The first distress call from the stricken South Korean ferry that sank on Wednesday was made by a boy to a fire station, minutes after the vessel began to go down.
The call was forwarded to the coastguard and was followed by about 20 others by phone from children to the fire brigade, a fire station officer said.
The Sewol ferry sank on a routine trip south from the port of Incheon to the traditional honeymoon island of Jeju.
Of the 476 passengers and crew on board, 339 were children and teachers on a high school outing. A total of 104 people are now known to have died, but another 198 are missing, presumed trapped inside the vessel.
The boy who made the call, with the family name of Choi, is among the missing.
His voice was shaking and sounded urgent, a fire officer told MBC TV. It took a while to identify the ship as the Sewol.
“Save us! We’re on a ship and I think it’s sinking,” Yonhap news agency quoted him as saying.
The fire station official asked him to switch the phone to the captain, and the boy replied: “Do you mean teacher?”
The pronunciation of the words for “captain” and “teacher” is similar in Korean.
Several crew members, including the captain, left the ferry as it was sinking, witnesses have said, after passengers were told to stay in their cabins.
President Park Geun-hye said on Monday that instruction was tantamount to an “act of murder”.
Many of the children did not question their elders, as is customary in hierarchical Korean society.
Public broadcaster KBS, quoting transcripts of the conversation between the crew and sea traffic control, said the passengers were told repeatedly to stay put.
For half an hour, the crew on the third deck kept asking the bridge by walkie-talkie whether or not they should make the order to abandon ship, KBS said. No one answered.
On Tuesday, a crew member said the crew tried to launch lifeboats, but could not get near because of the tilt of the ship. News reports said he was a second mate but did not provide his name.
He was one of four who have been detained and charged with negligence. Captain of the ship Lee Joon-seok, 69, was not on the bridge when the ship turned.

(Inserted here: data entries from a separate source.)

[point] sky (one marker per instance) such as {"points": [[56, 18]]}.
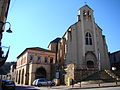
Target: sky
{"points": [[37, 22]]}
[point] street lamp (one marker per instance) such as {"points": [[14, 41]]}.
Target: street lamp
{"points": [[2, 24], [3, 58]]}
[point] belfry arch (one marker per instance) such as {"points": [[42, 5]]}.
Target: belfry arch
{"points": [[91, 60]]}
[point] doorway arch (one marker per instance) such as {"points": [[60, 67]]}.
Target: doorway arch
{"points": [[40, 73]]}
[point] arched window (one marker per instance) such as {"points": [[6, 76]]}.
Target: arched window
{"points": [[90, 64], [88, 39]]}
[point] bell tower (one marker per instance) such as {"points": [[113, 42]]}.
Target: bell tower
{"points": [[89, 42]]}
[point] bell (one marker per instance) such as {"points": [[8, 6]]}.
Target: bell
{"points": [[9, 30]]}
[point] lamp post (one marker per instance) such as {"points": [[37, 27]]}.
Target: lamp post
{"points": [[3, 58]]}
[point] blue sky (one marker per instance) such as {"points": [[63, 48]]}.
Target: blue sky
{"points": [[37, 22]]}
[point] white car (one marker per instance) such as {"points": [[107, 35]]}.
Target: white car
{"points": [[43, 82]]}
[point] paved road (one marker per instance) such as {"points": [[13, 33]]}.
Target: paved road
{"points": [[63, 88], [26, 88]]}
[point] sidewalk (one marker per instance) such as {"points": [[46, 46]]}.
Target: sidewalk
{"points": [[87, 86], [77, 86]]}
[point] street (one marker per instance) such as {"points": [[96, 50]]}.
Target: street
{"points": [[64, 88], [26, 88]]}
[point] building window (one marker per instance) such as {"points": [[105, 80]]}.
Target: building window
{"points": [[46, 59], [88, 39]]}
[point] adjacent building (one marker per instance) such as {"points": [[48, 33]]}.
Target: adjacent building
{"points": [[115, 60], [34, 63], [4, 7]]}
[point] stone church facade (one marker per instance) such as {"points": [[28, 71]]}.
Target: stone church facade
{"points": [[82, 47]]}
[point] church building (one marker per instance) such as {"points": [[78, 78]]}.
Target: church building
{"points": [[82, 47]]}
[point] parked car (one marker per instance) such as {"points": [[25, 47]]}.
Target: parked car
{"points": [[43, 82], [8, 85]]}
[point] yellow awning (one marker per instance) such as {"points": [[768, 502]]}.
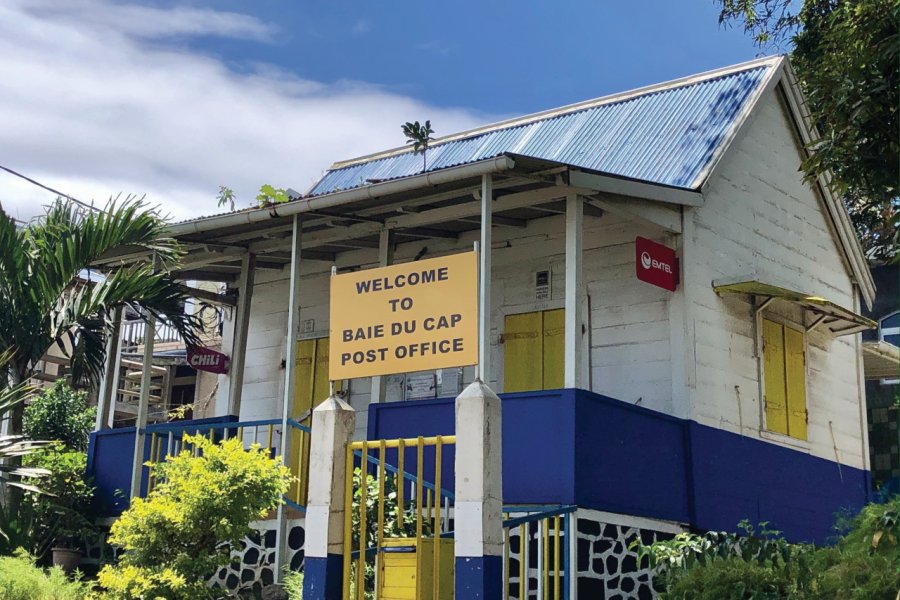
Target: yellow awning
{"points": [[837, 319], [881, 360]]}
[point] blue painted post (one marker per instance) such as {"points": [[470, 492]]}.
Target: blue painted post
{"points": [[479, 496], [332, 429]]}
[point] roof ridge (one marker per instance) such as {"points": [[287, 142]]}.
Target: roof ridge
{"points": [[571, 108]]}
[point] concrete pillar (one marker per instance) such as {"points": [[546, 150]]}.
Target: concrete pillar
{"points": [[333, 422], [479, 495]]}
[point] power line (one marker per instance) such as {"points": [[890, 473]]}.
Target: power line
{"points": [[49, 189]]}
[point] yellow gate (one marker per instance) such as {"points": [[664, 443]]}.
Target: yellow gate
{"points": [[397, 542]]}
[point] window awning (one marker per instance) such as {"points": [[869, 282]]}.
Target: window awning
{"points": [[881, 360], [833, 317]]}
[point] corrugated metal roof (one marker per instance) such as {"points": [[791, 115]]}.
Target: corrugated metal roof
{"points": [[667, 135]]}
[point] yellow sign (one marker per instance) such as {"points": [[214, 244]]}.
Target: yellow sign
{"points": [[416, 316]]}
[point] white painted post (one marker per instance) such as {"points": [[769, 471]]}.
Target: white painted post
{"points": [[484, 274], [239, 338], [290, 373], [385, 258], [479, 494], [110, 383], [333, 423], [573, 314], [140, 424]]}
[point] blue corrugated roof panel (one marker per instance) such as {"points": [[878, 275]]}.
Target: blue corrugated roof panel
{"points": [[667, 136]]}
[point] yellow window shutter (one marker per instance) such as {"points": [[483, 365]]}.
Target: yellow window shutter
{"points": [[554, 348], [795, 382], [522, 352], [774, 384]]}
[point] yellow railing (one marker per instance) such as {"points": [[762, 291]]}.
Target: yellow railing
{"points": [[168, 440], [542, 554], [397, 543]]}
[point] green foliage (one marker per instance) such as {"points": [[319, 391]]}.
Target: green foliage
{"points": [[62, 414], [862, 565], [62, 511], [269, 196], [293, 585], [225, 197], [419, 136], [20, 579], [188, 525], [846, 57]]}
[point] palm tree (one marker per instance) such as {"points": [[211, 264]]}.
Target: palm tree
{"points": [[46, 302]]}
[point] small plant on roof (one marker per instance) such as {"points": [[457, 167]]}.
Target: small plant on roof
{"points": [[419, 136]]}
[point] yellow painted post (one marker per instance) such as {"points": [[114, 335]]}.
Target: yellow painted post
{"points": [[545, 544], [556, 559], [401, 480], [363, 500], [523, 558], [436, 580], [348, 521]]}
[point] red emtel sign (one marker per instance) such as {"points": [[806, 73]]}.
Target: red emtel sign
{"points": [[656, 264], [207, 359]]}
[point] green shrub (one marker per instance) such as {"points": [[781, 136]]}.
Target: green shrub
{"points": [[60, 413], [62, 511], [862, 564], [293, 585], [187, 526], [20, 579]]}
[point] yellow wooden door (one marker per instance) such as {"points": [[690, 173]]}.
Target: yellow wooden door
{"points": [[523, 352], [554, 348], [795, 382], [774, 375]]}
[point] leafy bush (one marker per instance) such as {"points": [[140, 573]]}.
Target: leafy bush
{"points": [[20, 579], [62, 511], [186, 528], [862, 565], [293, 585], [60, 413]]}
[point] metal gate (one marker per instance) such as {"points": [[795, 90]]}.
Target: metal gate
{"points": [[398, 534]]}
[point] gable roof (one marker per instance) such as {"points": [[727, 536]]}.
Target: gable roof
{"points": [[668, 134]]}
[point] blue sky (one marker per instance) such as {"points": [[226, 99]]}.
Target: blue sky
{"points": [[172, 99]]}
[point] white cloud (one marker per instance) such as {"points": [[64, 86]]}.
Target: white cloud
{"points": [[91, 106]]}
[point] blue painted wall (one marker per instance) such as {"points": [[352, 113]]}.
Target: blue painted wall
{"points": [[576, 447], [110, 456]]}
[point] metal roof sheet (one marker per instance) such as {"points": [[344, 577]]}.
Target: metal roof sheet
{"points": [[667, 135]]}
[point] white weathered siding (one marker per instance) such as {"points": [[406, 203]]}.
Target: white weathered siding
{"points": [[628, 318], [759, 217]]}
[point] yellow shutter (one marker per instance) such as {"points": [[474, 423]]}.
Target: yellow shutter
{"points": [[795, 382], [554, 348], [773, 366], [522, 352]]}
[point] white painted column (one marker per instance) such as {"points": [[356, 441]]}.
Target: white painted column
{"points": [[140, 424], [290, 373], [479, 494], [572, 376], [333, 423], [239, 338], [110, 382], [385, 258], [484, 274]]}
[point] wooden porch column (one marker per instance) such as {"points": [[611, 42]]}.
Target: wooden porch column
{"points": [[572, 375], [290, 375], [385, 258], [110, 383], [137, 470], [239, 338], [484, 274]]}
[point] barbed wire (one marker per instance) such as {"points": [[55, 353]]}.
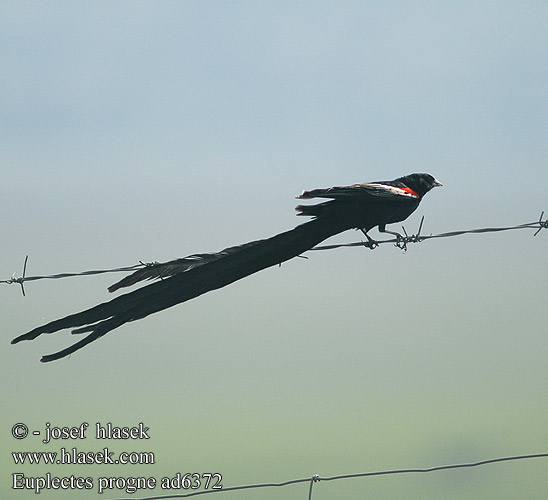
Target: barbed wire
{"points": [[317, 478], [400, 242]]}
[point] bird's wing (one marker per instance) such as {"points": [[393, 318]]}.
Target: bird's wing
{"points": [[372, 191]]}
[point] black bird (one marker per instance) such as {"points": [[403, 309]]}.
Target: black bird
{"points": [[359, 206]]}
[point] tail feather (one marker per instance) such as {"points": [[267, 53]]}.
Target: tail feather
{"points": [[228, 266]]}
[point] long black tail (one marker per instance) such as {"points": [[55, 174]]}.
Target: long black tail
{"points": [[216, 273]]}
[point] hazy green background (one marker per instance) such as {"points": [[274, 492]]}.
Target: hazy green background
{"points": [[151, 130]]}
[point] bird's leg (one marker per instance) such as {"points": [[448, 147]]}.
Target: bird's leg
{"points": [[400, 240], [371, 243]]}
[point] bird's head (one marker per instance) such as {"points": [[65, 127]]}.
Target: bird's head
{"points": [[420, 183]]}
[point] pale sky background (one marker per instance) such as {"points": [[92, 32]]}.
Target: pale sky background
{"points": [[151, 130]]}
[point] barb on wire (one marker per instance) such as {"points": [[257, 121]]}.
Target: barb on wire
{"points": [[21, 279], [316, 478], [402, 241]]}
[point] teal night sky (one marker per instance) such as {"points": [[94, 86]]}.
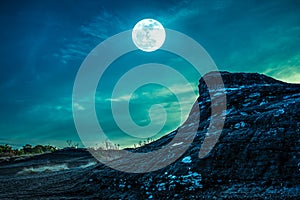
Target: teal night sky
{"points": [[43, 44]]}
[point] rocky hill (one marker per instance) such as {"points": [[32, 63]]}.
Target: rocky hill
{"points": [[256, 156]]}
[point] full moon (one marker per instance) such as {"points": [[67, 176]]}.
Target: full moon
{"points": [[148, 35]]}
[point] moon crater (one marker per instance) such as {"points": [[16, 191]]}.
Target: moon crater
{"points": [[148, 35]]}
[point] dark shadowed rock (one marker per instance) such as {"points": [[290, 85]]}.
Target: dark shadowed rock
{"points": [[256, 156]]}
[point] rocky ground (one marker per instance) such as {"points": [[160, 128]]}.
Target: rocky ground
{"points": [[256, 157]]}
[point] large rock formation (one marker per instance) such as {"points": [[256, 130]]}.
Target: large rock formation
{"points": [[257, 154]]}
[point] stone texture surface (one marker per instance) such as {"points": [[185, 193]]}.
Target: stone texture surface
{"points": [[256, 156]]}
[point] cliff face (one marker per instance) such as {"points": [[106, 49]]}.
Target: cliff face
{"points": [[257, 154]]}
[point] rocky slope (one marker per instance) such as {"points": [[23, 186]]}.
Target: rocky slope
{"points": [[256, 156]]}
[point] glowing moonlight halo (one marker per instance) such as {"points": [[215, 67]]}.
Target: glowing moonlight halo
{"points": [[148, 35]]}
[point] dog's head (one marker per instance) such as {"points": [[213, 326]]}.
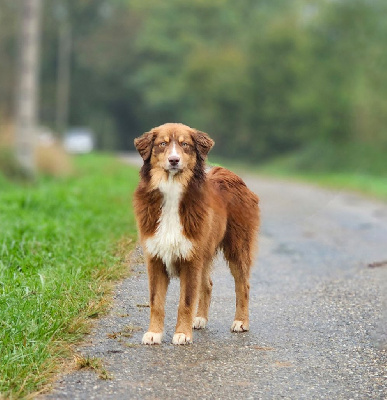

Navigation was in the hands of a 26-year-old third mate who was in charge for the first time on that part of the journey, according to crew members.
The government on Tuesday released a timeline of the ferry’s last minutes, stable and afloat. It made its scheduled turn en route to Jeju at 8.49am. and started listing within a minute. By 8.55am it was drifting back on itself and keeling to port.
Mr Joon-seok, seen on television with his head lowered and covered, told reporters soon after the sinking he feared passengers would be swept away by the ferocious currents if they abandoned ship. He has not explained why he left the vessel.
In a confused exchange between the sinking Sewol and maritime traffic control released by the government, the crew said the ship was listing to port.
“Make passengers wear life jackets and get ready in case you need to abandon ship,” traffic control said.
The Sewol answered: “It’s difficult for the passengers to move now.”